De manera recurrente, la narradora hace referencia a los trilobites, identificándose con ellos. Una especie animal que dominó hace cientos de millones de años y que representa la adaptación para sobrevivir, la capacidad de mutar en nuevas especies, para prolongar el proceso vital. Una forma de vida que conocemos en su condición de fósil, una huella que persiste a pesar de las transformaciones del mundo propio.

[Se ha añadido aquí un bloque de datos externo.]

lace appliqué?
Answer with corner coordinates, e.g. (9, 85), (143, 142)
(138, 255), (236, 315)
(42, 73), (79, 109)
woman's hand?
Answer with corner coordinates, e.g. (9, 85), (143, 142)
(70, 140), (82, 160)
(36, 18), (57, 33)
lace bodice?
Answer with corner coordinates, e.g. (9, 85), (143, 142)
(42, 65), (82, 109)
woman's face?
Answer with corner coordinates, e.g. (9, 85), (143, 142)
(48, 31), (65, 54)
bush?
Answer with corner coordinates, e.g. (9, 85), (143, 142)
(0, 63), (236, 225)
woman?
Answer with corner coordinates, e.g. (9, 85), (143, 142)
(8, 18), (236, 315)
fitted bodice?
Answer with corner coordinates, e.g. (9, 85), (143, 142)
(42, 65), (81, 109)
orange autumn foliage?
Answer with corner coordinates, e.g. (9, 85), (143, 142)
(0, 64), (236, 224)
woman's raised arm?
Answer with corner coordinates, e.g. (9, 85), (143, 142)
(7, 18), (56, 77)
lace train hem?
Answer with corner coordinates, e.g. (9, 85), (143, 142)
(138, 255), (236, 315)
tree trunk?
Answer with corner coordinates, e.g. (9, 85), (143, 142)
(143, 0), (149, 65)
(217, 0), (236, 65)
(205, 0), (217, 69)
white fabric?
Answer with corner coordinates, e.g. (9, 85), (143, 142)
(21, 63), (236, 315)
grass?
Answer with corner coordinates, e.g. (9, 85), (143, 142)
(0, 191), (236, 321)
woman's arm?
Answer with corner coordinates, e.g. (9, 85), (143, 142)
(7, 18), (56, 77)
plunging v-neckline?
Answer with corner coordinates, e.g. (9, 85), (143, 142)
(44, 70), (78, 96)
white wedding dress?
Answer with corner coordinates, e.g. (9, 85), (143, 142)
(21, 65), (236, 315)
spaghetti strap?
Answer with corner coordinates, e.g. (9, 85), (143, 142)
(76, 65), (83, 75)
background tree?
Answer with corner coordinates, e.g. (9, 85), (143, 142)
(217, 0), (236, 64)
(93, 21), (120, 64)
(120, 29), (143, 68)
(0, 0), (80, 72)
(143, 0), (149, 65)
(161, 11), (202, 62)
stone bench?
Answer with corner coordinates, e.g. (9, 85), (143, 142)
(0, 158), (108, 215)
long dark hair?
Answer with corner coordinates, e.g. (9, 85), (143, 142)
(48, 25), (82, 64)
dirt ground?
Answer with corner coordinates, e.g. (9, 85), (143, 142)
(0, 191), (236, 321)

La novela trascurre por todos los espacios que constituyen el poder delimitador de nuestras vidas: la escuela, la clínica (y la medicalización, en este caso oftalmológica), la cárcel, el barrio. También en sitios exóticos o marginales como una comuna o una violenta vecindad de inmigrantes en una ciudad francesa. Y entre sus constantes figuran los hechos vinculados a las tensiones que se generan en materia de clases sociales. De modo lapidario: “en México las clases sociales no le piden nada a las castas de la India” (p. 172).

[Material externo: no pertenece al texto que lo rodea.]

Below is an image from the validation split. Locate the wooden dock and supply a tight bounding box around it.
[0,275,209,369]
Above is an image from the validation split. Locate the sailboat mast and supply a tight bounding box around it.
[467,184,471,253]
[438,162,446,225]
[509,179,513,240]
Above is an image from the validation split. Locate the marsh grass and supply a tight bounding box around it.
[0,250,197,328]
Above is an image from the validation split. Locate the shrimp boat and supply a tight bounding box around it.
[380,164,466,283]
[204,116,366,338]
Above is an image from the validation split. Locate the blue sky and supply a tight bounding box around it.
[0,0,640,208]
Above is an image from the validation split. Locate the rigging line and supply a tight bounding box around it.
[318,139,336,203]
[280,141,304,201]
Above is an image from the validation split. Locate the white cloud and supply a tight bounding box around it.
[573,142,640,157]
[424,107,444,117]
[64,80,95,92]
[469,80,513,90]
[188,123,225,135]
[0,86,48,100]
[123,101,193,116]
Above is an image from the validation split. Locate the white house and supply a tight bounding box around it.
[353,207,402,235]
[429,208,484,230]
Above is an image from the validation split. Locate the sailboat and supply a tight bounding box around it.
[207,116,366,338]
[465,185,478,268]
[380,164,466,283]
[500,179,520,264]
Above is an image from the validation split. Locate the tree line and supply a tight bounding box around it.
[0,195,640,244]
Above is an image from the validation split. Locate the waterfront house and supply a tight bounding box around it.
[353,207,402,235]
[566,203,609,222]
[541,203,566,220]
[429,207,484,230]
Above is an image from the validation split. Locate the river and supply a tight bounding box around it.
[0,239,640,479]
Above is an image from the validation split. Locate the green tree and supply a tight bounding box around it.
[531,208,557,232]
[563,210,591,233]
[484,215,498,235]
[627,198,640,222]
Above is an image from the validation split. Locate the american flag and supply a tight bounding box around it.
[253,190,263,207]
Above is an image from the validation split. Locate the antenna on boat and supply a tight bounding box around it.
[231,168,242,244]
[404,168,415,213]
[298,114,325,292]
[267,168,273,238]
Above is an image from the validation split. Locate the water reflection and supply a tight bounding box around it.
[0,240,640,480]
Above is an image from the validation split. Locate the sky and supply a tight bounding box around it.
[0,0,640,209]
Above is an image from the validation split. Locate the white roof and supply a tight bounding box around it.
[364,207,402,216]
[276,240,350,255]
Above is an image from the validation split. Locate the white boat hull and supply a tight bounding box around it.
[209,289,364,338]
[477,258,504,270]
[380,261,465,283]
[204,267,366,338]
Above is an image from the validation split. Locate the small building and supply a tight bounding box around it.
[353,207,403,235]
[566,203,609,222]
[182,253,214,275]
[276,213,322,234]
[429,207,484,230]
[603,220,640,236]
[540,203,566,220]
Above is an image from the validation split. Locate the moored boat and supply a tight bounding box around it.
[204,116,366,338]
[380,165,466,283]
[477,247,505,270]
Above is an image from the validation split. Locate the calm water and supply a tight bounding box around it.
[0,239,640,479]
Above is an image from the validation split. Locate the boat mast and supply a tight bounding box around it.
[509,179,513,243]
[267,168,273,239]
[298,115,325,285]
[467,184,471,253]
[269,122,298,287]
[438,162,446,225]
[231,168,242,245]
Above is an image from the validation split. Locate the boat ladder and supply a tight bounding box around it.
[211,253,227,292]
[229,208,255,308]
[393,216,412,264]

Una parte especialmente instructiva es la de la solución de la abuela al problema de que a la narradora no le permitiesen jugar futbol en un club deportivo. En vez de apelar racionalmente a la igualdad de género ni a los derechos de las chicas, lo cual seguramente le habría ocasionado una furiosa negativa, apeló a la compasión: una anciana que vive un calvario y que prefiere pagar para que su nieta llena de energía pase su tiempo libre en una institución deportiva y no, en cambio, lo haga jugando en la calle con desconocidos. El éxito en la gestión fue inmediato. Pequeña alegoría de cómo funcionan la política y la sociedad en nuestras tierras.

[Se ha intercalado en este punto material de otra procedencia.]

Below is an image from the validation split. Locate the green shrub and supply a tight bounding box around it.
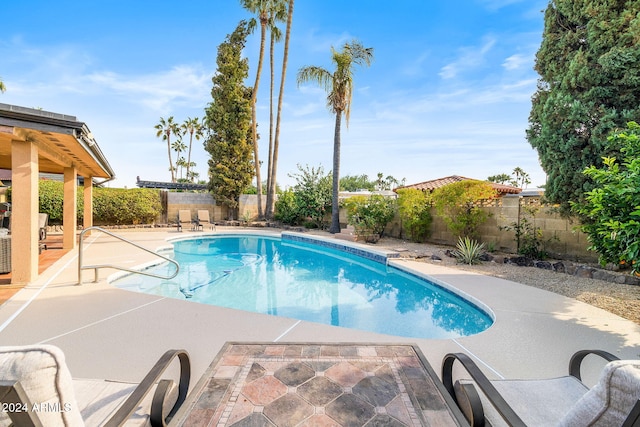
[22,180,162,225]
[432,179,497,237]
[453,237,484,265]
[344,194,396,241]
[574,122,640,273]
[289,165,332,230]
[397,188,432,243]
[274,189,301,225]
[93,188,162,225]
[498,206,557,259]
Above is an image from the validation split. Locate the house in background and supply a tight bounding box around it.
[396,175,522,197]
[0,104,115,283]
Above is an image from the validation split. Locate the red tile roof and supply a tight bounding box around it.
[396,175,522,195]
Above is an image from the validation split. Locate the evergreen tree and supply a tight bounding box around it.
[527,0,640,212]
[205,21,254,219]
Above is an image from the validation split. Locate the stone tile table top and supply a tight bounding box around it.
[172,343,468,427]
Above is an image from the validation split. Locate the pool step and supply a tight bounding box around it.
[334,225,358,242]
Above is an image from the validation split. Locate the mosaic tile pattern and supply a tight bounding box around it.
[175,343,460,427]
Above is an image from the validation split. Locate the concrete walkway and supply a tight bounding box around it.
[0,228,640,392]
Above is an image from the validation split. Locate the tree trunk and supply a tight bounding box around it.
[251,24,267,219]
[167,132,176,182]
[329,111,342,234]
[187,130,193,181]
[268,0,294,221]
[265,24,276,219]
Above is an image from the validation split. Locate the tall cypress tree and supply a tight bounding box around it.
[527,0,640,212]
[204,21,254,219]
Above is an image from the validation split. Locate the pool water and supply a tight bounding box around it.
[113,235,492,338]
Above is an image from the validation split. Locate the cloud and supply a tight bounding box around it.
[502,54,531,71]
[438,37,496,80]
[479,0,524,11]
[84,65,211,113]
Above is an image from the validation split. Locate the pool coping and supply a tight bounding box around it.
[0,227,640,400]
[106,230,496,339]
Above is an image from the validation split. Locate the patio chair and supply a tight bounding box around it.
[178,209,194,231]
[198,209,216,230]
[38,213,49,253]
[442,350,640,427]
[0,345,191,427]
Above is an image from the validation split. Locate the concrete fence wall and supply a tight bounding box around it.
[164,192,597,261]
[396,196,598,262]
[166,191,266,224]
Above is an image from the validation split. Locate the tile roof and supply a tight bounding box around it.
[396,175,522,195]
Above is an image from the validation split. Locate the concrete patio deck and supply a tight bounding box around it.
[0,228,640,408]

Las peculiaridades biográficas le permiten a la narradora una convivencia universalista desde la infancia, ya sea en el paso geográfico que involucra el D.F. Cuernavaca, algunas ciudades norteamericanas y el sur de Francia, que le permiten convivir con gente de todos los continentes. Pero también en el paso de las generaciones, como la relación con la abuela que representa la mentalidad decimonónica o la madre que se quedó atorada en las contradicciones e inadaptaciones de la década de los setenta.
He ahí una palabra clave en esta historia que nunca deja de ser interesante: adaptarse, ya sea al mundo, a la vida, a la familia, a las amistades o a los amores. Pero sobre todo al propio cuerpo, en última instancia el verdadero protagonista en modificación permanente. Porque “el cuerpo en que nacimos no es el mismo en el que dejamos el mundo” (p. 196). La historia de las transformaciones de un cuerpo en una vida. Una autobiografía de las mutaciones personales.
Nettel, Guadalupe: El cuerpo en que nací, Anagrama, México, 2011, 196 págs.